Le président de l’UPA, qui est également deuxième vice-président de la Fédération canadienne de l’agriculture, sait pourtant très bien que la gestion de l’offre (lait, œufs, volaille) est un système pancanadien pleinement fonctionnel dans toutes les provinces du Canada. Son maintien n’a donc rien à voir avec la présence d’un syndicat unique accrédité au Québec puisque l’on retrouve plusieurs syndicats reconnus dans chacune des autres provinces.
Les plans conjoints et la mise en marché collective dans certaines productions ne sont pas non plus la panacée du Québec et de l’UPA. Il en existe dans les autres provinces canadiennes et même dans d’autres pays. Pourtant, le monopole syndical n’existe qu’au Québec, nulle part ailleurs dans le monde occidental on ne retrouve une telle aberration. La gestion des plans conjoints n’a pas à être sous l’emprise d’un syndicat unique !

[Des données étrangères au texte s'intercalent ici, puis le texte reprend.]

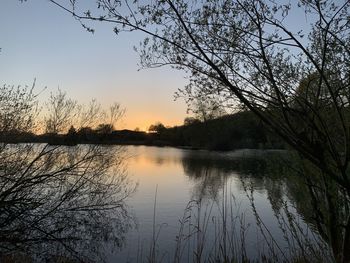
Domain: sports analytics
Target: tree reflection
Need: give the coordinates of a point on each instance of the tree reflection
(62, 201)
(292, 187)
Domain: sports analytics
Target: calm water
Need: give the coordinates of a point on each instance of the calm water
(227, 187)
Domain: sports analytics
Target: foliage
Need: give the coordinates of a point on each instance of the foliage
(246, 53)
(57, 200)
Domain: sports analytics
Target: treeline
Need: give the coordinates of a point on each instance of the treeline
(240, 130)
(229, 132)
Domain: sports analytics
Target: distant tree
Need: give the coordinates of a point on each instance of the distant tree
(61, 112)
(72, 131)
(157, 128)
(104, 128)
(190, 120)
(206, 109)
(247, 52)
(46, 192)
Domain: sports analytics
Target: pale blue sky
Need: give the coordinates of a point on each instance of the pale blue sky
(38, 40)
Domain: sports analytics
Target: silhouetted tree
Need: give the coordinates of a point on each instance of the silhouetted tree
(157, 127)
(246, 52)
(57, 199)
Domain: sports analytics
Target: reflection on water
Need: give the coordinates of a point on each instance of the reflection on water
(61, 204)
(247, 194)
(77, 203)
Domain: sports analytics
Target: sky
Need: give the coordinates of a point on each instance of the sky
(40, 41)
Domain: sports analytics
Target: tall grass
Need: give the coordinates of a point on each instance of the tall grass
(221, 231)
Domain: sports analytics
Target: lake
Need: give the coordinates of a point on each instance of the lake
(196, 205)
(96, 203)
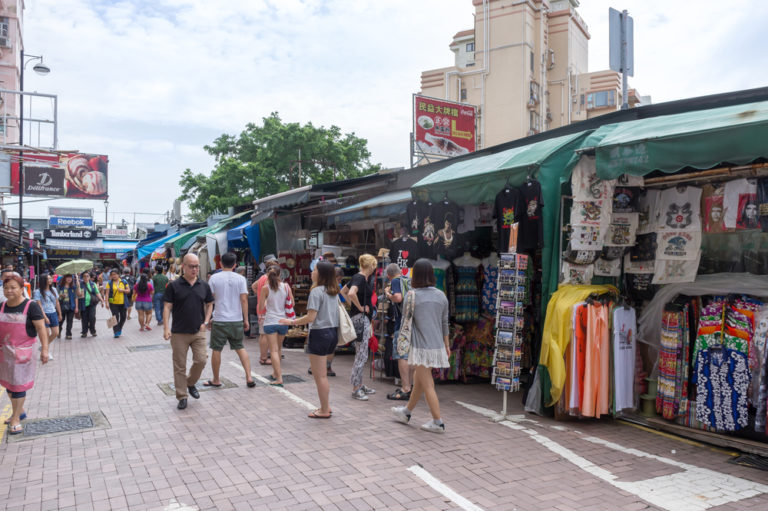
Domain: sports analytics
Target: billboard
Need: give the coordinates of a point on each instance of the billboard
(443, 128)
(66, 175)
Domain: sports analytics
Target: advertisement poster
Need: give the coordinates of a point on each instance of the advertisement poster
(443, 128)
(71, 176)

Si l’agriculture du Québec est l’une des plus performantes du Canada, comment se fait-il par exemple que les producteurs horticoles québécois soulignent sans cesse qu’ils prennent du retard vis-à-vis la production horticole ontarienne, leur principale compétitrice ?
L’Ouest canadien et l’Ontario sont par ailleurs les berceaux du secteur céréalier au Canada. Le Québec suit loin derrière!

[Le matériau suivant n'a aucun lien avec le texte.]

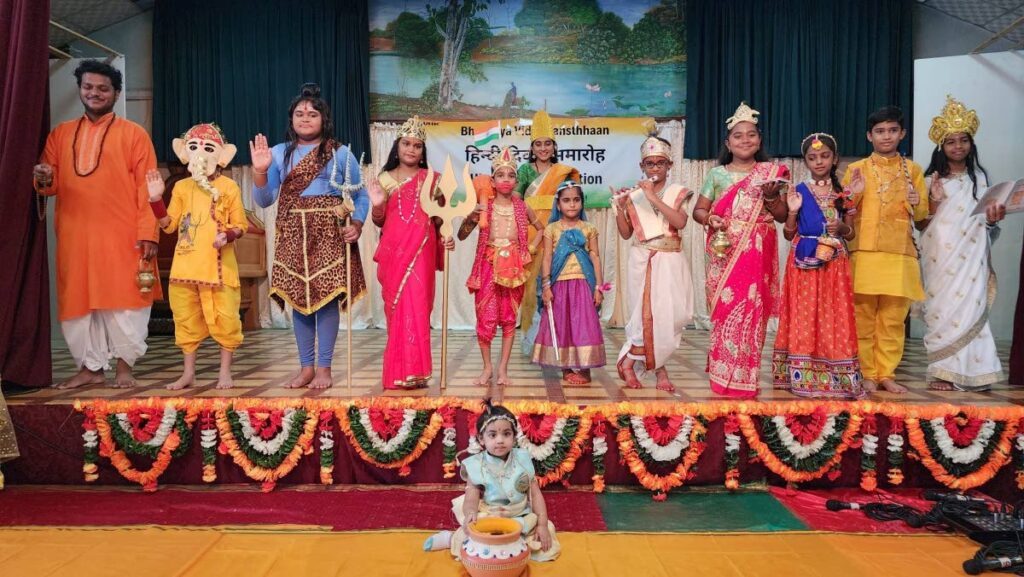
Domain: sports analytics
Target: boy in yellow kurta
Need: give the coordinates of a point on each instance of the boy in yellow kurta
(889, 194)
(207, 212)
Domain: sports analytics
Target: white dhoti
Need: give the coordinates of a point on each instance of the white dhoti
(961, 288)
(104, 334)
(660, 304)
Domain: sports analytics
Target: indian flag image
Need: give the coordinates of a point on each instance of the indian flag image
(486, 133)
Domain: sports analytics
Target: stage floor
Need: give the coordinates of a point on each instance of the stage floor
(267, 359)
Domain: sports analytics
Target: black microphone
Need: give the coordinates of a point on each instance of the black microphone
(833, 504)
(977, 567)
(955, 497)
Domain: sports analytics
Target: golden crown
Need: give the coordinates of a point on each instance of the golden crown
(505, 159)
(743, 114)
(414, 128)
(541, 127)
(954, 118)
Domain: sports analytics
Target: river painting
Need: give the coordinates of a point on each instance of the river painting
(571, 57)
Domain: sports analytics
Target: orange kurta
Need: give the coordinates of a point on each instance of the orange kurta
(100, 217)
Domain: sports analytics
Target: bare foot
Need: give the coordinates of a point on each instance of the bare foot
(302, 379)
(484, 378)
(571, 377)
(186, 379)
(892, 386)
(664, 383)
(224, 380)
(84, 376)
(123, 378)
(323, 378)
(630, 376)
(939, 384)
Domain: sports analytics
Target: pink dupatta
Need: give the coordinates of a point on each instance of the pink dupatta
(742, 286)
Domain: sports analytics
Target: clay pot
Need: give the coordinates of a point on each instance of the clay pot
(495, 547)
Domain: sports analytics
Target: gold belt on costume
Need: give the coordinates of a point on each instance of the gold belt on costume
(662, 244)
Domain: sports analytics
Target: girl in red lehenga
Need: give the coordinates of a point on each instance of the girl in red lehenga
(740, 202)
(409, 254)
(816, 346)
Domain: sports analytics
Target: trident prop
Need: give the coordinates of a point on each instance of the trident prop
(446, 214)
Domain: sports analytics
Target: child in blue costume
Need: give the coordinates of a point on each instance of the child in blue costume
(500, 482)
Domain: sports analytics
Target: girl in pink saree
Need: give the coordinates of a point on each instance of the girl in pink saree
(742, 199)
(409, 253)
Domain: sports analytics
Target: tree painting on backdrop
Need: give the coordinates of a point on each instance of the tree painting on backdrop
(500, 58)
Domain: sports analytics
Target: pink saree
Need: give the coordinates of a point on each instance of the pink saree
(742, 286)
(407, 258)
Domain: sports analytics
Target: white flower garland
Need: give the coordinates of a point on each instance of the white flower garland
(731, 442)
(166, 425)
(270, 446)
(546, 449)
(663, 453)
(869, 444)
(389, 446)
(91, 439)
(894, 443)
(965, 455)
(208, 438)
(798, 449)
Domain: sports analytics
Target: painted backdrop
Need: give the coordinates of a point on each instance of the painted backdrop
(485, 59)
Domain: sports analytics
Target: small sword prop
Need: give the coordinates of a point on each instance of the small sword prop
(446, 214)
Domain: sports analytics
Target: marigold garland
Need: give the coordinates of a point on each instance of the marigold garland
(426, 423)
(796, 469)
(101, 418)
(630, 454)
(265, 468)
(962, 477)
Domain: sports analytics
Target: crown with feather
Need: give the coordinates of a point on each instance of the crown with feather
(413, 128)
(954, 118)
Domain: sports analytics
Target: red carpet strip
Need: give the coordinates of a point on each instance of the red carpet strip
(343, 510)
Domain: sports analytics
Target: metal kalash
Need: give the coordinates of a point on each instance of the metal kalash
(446, 214)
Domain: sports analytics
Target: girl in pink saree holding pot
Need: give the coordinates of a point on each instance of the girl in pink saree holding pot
(739, 203)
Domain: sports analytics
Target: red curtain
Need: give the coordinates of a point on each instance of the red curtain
(25, 313)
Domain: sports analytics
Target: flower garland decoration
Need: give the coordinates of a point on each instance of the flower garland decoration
(208, 441)
(133, 428)
(868, 450)
(894, 450)
(732, 440)
(90, 441)
(643, 443)
(800, 451)
(449, 438)
(962, 451)
(599, 447)
(266, 441)
(326, 446)
(555, 442)
(408, 430)
(1019, 442)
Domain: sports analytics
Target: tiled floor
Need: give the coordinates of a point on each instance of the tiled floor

Sauver la structure corporative avant tout !
Sous le discours de l’UPA se cache donc un autre objectif que celui de l’intérêt des agriculteurs et du développement de l’agriculture : l’objectif du syndicat unique qui souhaite conserver son contrôle des cotisations et de sa structure corporative!
L’appui sans réserve de l’UPA au projet de loi déposé par le Parti québécois pour retirer aux agriculteurs d’ici le droit d’acheter et de vendre librement des terres agricoles est l’exemple le plus récent. À titre de personne intéressée au sens de la Loi sur la protection du territoire et des activités agricoles, l’UPA sait très bien qu’en octroyant à la Commission de protection du territoire agricole le pouvoir d’encadrer les transactions de terres, elle obtient par le fait même le contrôle tant souhaité sur le foncier agricole québécois
En associant le concept de l’intérêt général des agriculteurs à l’unique intérêt corporatif de l’UPA, tout en galvaudant la notion d’actions collectives qui sont pourtant aussi observées ailleurs dans un contexte de pluralisme syndical, l’UPA démontre que son avenir corporatif le préoccupe beaucoup plus que celui de l’agriculture québécoise.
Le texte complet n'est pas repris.